【FIFA ワールドカップ カタール 2022・グループG】カメルーン vs ブラジル(日本時間12月03日/ルサイル・スタジアム)

本大会のブラジルは、いつものブラジル・・・いや、いつも以上のブラジルだ。2試合連続のクリーンシートで、悠々とグループリーグの突破を決めた。スコアこそ初戦2-0、第2戦1-0という僅差のように見えるが、その実、試合のクオリティーを見ると5-0以上の内容にしか見えない。

【映像】消化試合モードの王国ブラジルはそれでも世界最強

サイドを自由に支配し、チャンスを作り続け、ゴール前に迫り、隙あらば中央へピンポイントでロングフィード楔を入れてくる。ヴィニシウス、リシャルリソン、ラフィーニャの3人が好き勝手に躍動し、その扇の要にネイマールがいる4TOPのような布陣は、ブラジル史上最強の攻撃力を誇る。

この4人を下からカゼミーロやチアゴ・シウバが支える様は、まさに鉄壁。このチームを負かすチームなどあるのだろうか?と唸るしかない。

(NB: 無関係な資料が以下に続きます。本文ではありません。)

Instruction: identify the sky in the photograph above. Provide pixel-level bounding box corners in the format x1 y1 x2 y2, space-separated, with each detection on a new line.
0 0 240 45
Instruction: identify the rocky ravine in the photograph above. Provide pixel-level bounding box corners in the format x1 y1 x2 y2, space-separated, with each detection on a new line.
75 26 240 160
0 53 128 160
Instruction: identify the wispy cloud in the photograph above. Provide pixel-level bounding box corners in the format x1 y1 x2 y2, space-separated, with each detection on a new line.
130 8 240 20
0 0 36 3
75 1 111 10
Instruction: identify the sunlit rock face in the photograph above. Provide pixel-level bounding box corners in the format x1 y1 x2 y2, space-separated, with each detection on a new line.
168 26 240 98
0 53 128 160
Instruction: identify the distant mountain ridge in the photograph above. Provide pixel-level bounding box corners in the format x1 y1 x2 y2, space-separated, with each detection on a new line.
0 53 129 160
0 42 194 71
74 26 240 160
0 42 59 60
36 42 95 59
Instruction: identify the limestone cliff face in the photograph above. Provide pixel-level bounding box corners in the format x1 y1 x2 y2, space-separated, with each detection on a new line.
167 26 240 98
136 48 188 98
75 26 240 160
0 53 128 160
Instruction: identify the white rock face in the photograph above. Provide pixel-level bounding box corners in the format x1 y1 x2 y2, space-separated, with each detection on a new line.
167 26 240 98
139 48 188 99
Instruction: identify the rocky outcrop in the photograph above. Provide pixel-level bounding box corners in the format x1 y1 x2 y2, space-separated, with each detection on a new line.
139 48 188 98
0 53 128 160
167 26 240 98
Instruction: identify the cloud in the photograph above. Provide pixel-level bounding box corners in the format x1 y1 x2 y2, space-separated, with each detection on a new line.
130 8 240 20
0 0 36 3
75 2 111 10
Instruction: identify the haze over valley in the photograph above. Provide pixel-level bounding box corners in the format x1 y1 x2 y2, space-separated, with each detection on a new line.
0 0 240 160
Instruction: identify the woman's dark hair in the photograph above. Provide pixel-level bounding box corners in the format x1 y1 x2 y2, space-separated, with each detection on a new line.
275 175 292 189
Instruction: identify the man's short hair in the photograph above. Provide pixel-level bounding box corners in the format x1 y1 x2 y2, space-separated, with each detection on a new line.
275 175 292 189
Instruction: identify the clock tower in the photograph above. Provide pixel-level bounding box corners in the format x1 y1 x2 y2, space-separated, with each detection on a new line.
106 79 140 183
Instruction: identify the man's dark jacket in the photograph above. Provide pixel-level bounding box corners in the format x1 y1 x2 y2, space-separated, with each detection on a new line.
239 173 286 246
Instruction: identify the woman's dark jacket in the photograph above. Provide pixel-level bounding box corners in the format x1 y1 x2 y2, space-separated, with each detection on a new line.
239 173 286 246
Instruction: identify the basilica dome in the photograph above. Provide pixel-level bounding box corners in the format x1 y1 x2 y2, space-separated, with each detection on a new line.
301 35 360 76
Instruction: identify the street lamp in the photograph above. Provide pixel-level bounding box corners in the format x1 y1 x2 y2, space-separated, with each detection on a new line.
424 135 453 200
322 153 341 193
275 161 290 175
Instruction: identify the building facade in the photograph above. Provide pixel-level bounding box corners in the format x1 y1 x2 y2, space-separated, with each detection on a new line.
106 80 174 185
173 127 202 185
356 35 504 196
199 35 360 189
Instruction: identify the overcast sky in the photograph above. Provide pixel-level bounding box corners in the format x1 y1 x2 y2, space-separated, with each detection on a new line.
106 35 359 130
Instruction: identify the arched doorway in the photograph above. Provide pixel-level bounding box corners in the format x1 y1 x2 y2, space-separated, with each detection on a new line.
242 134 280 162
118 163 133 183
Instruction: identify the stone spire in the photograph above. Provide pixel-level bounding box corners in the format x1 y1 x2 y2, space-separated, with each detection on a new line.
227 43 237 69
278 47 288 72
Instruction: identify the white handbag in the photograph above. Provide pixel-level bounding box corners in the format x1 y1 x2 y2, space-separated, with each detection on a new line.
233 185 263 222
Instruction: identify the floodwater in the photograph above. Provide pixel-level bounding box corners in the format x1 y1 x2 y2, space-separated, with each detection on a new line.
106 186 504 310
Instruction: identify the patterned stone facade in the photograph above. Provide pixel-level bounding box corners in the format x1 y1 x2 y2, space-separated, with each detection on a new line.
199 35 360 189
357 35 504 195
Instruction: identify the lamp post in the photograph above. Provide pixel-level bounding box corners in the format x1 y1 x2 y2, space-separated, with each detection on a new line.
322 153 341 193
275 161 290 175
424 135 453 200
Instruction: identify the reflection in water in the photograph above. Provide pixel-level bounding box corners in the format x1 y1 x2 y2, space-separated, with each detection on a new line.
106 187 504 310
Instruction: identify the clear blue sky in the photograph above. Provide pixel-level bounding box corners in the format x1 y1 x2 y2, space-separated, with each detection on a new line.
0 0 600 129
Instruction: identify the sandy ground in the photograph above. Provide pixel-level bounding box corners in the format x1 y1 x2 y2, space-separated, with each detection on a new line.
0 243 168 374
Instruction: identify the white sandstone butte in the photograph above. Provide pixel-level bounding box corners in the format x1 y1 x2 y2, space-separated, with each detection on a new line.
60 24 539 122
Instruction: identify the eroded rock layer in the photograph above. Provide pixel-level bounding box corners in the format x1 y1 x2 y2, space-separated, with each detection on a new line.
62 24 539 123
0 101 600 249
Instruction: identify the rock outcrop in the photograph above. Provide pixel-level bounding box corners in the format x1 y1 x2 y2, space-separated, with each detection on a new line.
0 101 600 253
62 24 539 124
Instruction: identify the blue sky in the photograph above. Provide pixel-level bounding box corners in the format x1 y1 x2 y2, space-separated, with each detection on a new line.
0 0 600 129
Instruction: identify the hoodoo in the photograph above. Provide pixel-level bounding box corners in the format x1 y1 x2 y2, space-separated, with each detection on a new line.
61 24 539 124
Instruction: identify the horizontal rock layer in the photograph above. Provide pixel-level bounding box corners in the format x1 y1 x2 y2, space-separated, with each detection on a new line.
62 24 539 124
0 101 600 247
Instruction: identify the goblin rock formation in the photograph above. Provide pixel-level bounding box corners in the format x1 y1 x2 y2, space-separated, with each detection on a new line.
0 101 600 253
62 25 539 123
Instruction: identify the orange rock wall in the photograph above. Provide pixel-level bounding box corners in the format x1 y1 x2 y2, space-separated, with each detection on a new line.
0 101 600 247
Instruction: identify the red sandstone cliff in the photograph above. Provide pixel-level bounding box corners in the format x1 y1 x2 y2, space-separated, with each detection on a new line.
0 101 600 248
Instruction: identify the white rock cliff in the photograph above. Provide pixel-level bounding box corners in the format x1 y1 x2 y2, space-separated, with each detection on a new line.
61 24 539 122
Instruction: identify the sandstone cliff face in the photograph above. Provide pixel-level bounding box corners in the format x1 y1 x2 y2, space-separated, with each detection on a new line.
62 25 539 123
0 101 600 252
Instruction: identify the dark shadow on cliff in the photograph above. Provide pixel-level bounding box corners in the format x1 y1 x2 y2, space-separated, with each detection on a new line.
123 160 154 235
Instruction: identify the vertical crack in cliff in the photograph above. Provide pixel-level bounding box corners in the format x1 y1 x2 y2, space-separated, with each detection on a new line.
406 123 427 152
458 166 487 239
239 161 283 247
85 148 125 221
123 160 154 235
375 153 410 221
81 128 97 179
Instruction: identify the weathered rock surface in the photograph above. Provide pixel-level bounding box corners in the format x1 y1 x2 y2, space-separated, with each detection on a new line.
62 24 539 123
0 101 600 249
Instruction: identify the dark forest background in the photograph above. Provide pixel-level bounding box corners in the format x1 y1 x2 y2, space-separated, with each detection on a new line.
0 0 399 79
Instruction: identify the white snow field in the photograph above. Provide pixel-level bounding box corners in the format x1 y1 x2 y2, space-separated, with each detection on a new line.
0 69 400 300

対するカメルーンは、スイスとの対決に敗れ、残るは史上最強のブラジルに勝つしかなくなった。1990年代に「向こう20年の間のW杯で、アフリカが優勝するだろう」と言われた時代があった。その驚異的な身体能力に、サッカーのインテリジェンス、戦術、組織力が加われば、あの王国ブラジルを負かすチームが現れるに違いないと。

往時、その筆頭候補がカメルーンだった。あれから30年。アフリカの国はまだ優勝はおろか、決勝戦にも出たことがない。

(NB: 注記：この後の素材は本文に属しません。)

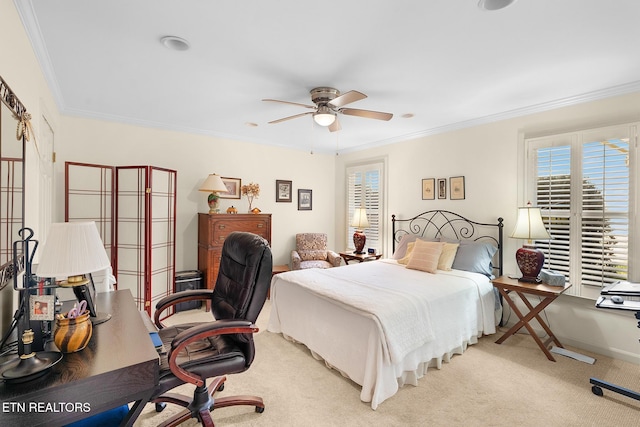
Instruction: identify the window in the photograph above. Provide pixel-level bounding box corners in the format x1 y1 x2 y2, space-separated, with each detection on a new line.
525 123 640 298
346 161 384 252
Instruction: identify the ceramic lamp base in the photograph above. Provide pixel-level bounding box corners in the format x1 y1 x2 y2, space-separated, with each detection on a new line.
353 230 367 254
516 246 544 283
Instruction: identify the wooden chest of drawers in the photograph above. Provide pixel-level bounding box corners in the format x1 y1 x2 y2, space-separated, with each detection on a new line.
198 213 271 300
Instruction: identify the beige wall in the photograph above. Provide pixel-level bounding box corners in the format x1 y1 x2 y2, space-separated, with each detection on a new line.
0 0 640 363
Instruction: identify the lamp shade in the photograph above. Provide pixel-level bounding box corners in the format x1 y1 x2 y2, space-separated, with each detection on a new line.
351 208 369 230
200 173 227 193
36 221 111 277
511 203 551 240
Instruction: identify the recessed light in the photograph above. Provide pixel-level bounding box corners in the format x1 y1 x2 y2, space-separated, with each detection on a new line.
160 36 189 50
478 0 516 11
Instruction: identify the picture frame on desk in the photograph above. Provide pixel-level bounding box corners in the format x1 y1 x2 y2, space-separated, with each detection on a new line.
218 176 242 199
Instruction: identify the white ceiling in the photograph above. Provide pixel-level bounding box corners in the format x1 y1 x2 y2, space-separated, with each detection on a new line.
15 0 640 152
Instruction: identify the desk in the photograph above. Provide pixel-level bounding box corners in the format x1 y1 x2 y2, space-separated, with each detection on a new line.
340 252 382 264
0 290 159 427
492 276 571 362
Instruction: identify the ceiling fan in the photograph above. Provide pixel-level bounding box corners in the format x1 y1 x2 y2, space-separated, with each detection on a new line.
263 87 393 132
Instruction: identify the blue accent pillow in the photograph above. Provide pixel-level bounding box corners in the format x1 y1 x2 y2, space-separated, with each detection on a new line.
443 239 498 279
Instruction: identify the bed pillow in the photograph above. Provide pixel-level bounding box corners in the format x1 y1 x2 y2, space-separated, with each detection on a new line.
448 240 498 278
393 234 418 259
438 243 460 271
407 239 444 273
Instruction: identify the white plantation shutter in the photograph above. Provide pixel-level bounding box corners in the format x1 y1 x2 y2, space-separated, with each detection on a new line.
346 162 384 251
526 124 638 298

今大会のカメルーンを見ると、30年間の停滞を感じざるをえない。とにかく溢れる身体能力。考えられない角度から繰り出すクリアや、ボレーの跳躍力。爆発的な走力やスピードは、シンプルに見ていて楽しい。シュポ=モティングのドリブルなどはその典型だ。

2勝したブラジルは、いつものようにメンバーを入れ替えてくるだろう。まだピッチに立っていないベンチ組の中でビッグネームがゾロゾロ揃っている。大ベテランのダニエウ・アウベスが顔出し興行的にスタメンを張ることや、いぶし銀ファビーニョがピッチに立つことや、ブレーメルが経験を積むこともあるかもしれない。ガブリエル・ジェズスがもう一度チャンスを貰ったり、ロドリゴに自信をつけさせるための大舞台が用意されるかもしれない。

消化試合の時に現れる「ブラジルB」が、手負いで向かってくるライオン=カメルーンにどこまで応対できるか?この試合の見どころは、実はそんなところにある。

・注目選手

【カメルーン】シュポ=モティング

その身体的能力はブラジル選手と比べても遜色ない。瞬間の爆発力や走力、バネ、ボールへのアクセスは素晴らしい。初戦のスイス戦でもGKゾマーの好セーブ連発がなければ、今大会初のハットトリックも夢ではなかった。ブラジル相手に個人でどこまで通用するのか?一人のサッカーファンとして大変興味深い。

【ブラジル】リシャルリソン

この試合にスタートから出られるかどうか?は判らないが、ピッチに立てばゴールを常に狙う、久しぶりにブラジルに生まれた9番らしい9番だ。セルビア戦のゴラッソ(2点目)は大会が終わってもしばらく映像で流れ続けるだろう。

【ブラジル】ヴィニシウス・ジュニオール

1・2戦を通じて、最も決定的なシーンに登場しているのではないか?しかしながらゴールはまだ「ゼロ」。シュートミスもあったし、ニアを割り切れない場面もあったが、そろそろ本人もW杯初ゴールが欲しいところだろう。グループリーグ最終戦で爆発し、一気にノックアウトラウンドに向けて勢いをつけたいところだ。